From Birch and Flannel: Selling bike / giving away and encourage

from BIRCHANDFLANNEL

It’s called 7 Bikes for 7 Wonders and it is the latest campaign for Travel Oregon. To celebrate the seven wonders of Oregon, Travel Oregon connected with seven bike builders to create a one-of-a-kind bike inspired by the corresponding wonder. Each of the seven weeks of the campaign, a new bike is unveiled, then hidden the following Saturday for anyone to find and keep. A video introducing the bike is posted Monday and a clue as to the bike’s hidden whereabouts is posted Thursday. Bikes are hidden at 5am on Saturdays. The campaign is in its fifth week and all four bikes so far have been found–most within 30 minutes of being hidden.

This is a video for week four. The bike was found six minutes after being hidden.
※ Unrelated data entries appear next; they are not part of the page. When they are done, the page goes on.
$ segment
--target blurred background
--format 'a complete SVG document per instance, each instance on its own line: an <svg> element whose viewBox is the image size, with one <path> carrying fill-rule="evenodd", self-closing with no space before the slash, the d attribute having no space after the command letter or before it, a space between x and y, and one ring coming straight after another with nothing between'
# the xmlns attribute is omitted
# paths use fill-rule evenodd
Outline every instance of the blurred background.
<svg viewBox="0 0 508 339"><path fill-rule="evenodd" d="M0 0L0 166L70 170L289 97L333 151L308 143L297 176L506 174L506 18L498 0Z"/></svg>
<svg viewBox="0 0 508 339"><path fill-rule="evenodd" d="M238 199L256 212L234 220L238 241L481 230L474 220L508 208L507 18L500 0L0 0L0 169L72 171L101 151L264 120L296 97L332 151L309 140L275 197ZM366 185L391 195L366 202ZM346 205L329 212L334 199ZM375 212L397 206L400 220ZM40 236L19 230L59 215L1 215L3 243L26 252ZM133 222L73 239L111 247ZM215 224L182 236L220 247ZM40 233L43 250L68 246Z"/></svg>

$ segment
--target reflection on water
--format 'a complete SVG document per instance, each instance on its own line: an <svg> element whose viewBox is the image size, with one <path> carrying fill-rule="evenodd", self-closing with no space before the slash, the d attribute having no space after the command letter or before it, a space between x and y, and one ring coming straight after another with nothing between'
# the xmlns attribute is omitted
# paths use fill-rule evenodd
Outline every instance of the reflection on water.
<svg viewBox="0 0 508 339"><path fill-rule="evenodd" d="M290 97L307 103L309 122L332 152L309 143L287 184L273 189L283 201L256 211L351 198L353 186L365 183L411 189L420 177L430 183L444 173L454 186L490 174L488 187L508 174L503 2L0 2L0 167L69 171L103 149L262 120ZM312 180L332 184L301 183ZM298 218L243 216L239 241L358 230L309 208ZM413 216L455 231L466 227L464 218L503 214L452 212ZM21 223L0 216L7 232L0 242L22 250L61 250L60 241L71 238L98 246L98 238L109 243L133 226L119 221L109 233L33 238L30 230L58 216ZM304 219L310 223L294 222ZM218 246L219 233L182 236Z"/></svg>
Of course I didn’t learn about this until weeks into the campaign. Probably because my Minnesota location doesn’t keeps me from seeing promoted online content. Still, I followed along last week and it was fun. I feel like I’m living vicariously through Oregon cyclists who are searching for these bikes. If I were in Oregon, you better believe I would be camping out to search for a bike the minute it is hidden.

This is a campaign that I’m fawning over as a marketer and as a consumer. It is easy to give things away as incentives for online/offline engagement. It is not easy to generate the right kind of engagement that connects your brand with the proper consumer in an impactful way. 7 Bikes for 7 Wonders does that. I’ve been reading articles posted about people who found the first four bikes. These aren’t your typical sweepstakes professionals. Instead, they are the people you’d see if you were on a long ride over rolling hills in the country, or camp next to at a state park. It’s stellar to see deserving people find these bikes, builders getting additional deserved exposure and Oregon be the travel-bug target of cyclists and other outdoor enthusiasts.

The videos featuring bike builders connect with me. I enjoy hearing from other people who love the bicycle as much as I do. The way these bikes are built specifically for an area is the best part–a 29er for the singletracks of Mt. Hood, a road bike for the winding roads of the Columbia River Gorge. I’ve always felt bikes are the ultimate adventure machines because they allow you to experience geography like nothing else. These seven bikes will allow seven cyclists to have tailor-made rides when they experience these seven places.

If you’re reading this from Oregon, visit the Travel Oregon website and connect with them via social media so you can get in on the fun. Remember to enjoy yourself because people like me are living vicariously through you.